Nel dramma c’è anche un po’ di spazio anche per la commedia, come nella scena del prigioniero ammanettato e impossibilitato a usare il gabinetto.

Tante sono state le situazioni ridicole e comiche che mi hanno raccontato i tre protagonisti, riuscivano a ridere delle cose terribili che avevano vissuto in quei momenti. E’ una reazione naturale dell’essere umano per sopravvivere in condizioni estreme.

Che cosa ha chiesto agli attori perché potessero misurarsi con una sfida così impegnativa?

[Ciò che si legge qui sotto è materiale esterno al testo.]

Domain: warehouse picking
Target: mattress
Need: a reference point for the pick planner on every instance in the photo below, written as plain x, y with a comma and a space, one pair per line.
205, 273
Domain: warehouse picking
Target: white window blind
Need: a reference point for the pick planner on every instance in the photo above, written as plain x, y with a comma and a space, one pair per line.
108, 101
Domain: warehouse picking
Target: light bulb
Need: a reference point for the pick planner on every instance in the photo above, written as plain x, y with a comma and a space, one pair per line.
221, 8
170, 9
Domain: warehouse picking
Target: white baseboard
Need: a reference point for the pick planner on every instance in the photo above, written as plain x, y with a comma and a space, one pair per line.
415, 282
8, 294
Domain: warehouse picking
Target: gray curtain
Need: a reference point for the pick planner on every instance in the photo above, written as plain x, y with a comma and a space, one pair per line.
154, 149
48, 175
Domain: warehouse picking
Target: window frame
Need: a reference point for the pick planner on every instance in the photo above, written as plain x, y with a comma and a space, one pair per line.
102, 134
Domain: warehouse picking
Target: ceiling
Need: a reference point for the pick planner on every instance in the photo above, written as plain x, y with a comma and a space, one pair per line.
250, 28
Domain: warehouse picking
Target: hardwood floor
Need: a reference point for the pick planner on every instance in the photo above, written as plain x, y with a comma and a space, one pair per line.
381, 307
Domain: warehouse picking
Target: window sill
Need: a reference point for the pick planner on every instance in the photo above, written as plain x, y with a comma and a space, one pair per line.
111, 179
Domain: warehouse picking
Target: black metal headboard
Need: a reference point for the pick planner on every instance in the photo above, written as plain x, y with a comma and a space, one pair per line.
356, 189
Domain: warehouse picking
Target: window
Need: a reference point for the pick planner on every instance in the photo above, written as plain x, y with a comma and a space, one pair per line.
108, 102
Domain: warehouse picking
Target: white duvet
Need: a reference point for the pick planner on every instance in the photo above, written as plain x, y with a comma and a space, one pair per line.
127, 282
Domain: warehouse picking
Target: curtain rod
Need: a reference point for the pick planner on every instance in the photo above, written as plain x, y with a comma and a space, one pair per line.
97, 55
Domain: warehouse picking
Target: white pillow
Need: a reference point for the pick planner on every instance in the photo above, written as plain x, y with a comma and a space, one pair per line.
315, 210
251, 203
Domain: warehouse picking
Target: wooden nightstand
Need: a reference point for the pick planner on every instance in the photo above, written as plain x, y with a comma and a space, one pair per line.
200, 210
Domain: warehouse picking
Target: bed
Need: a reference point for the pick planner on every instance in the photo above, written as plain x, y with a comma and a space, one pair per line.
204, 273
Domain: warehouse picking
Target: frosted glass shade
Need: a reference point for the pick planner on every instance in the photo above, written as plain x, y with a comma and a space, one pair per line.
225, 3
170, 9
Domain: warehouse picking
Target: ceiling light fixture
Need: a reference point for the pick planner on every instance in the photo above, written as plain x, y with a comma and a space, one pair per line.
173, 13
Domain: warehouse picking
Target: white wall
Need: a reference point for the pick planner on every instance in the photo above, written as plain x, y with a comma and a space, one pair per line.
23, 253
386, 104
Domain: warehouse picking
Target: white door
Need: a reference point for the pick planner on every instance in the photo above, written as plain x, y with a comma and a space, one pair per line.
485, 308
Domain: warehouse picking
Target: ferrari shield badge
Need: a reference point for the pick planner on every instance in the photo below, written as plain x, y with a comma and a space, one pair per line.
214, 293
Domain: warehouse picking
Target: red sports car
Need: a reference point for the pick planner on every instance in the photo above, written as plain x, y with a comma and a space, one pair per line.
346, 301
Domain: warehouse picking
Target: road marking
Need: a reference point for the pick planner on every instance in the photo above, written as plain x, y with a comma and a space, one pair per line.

Tutti e tre gli interpreti hanno affrontato innanzitutto una prova forte, quella di perdere 15 chili del loro peso per sperimentare da vicino le condizioni estreme vissute dai prigionieri. Ma hanno anche sostenuto un faticoso lavoro di condizionamento psicologico che li avvicinasse il più possibile a quel percorso individuale nella follia e nelle tenebre. Nonostante la sceneggiatura di ferro, gli attori hanno comunque improvvisato ed io ho filmato senza interruzioni, anche scene lunghe fino a mezz’ora senza sapere dapprima cosa sarebbe accaduto.

Nella colonna musicale c’è una famosa canzone di Simon&Garfunkel, che ritroviamo ne Il laureato, come mai questa scelta?

Mi trovavo in un bar a lavorare sulla sceneggiatura, quando ho sentito questo brano musicale. Ho cominciato a canticchiarlo e mi sono accorto che quelle parole avevano a che fare con il racconto del film. Richiamavano la capacità di essere nell’oscurità, ascoltando il silenzio, la capacità dell’uomo di trovare l’illuminazione nelle tenebre.

Perché i militari nella realtà non hanno deciso di uccidere da subito i tre prigionieri?

E’ un mistero, ma anche una domanda che mi sono posto più volte. La risposta ha a che fare con l’Uruguay che, nonostante i prigionieri politici e i desaparecidos, ha una tradizione democratica. E inoltre la dittatura militare, che già aveva annientato i tupamaros un anno prima, aveva bisogno di ostaggi per prevenire qualsiasi altra azione dei guerriglieri.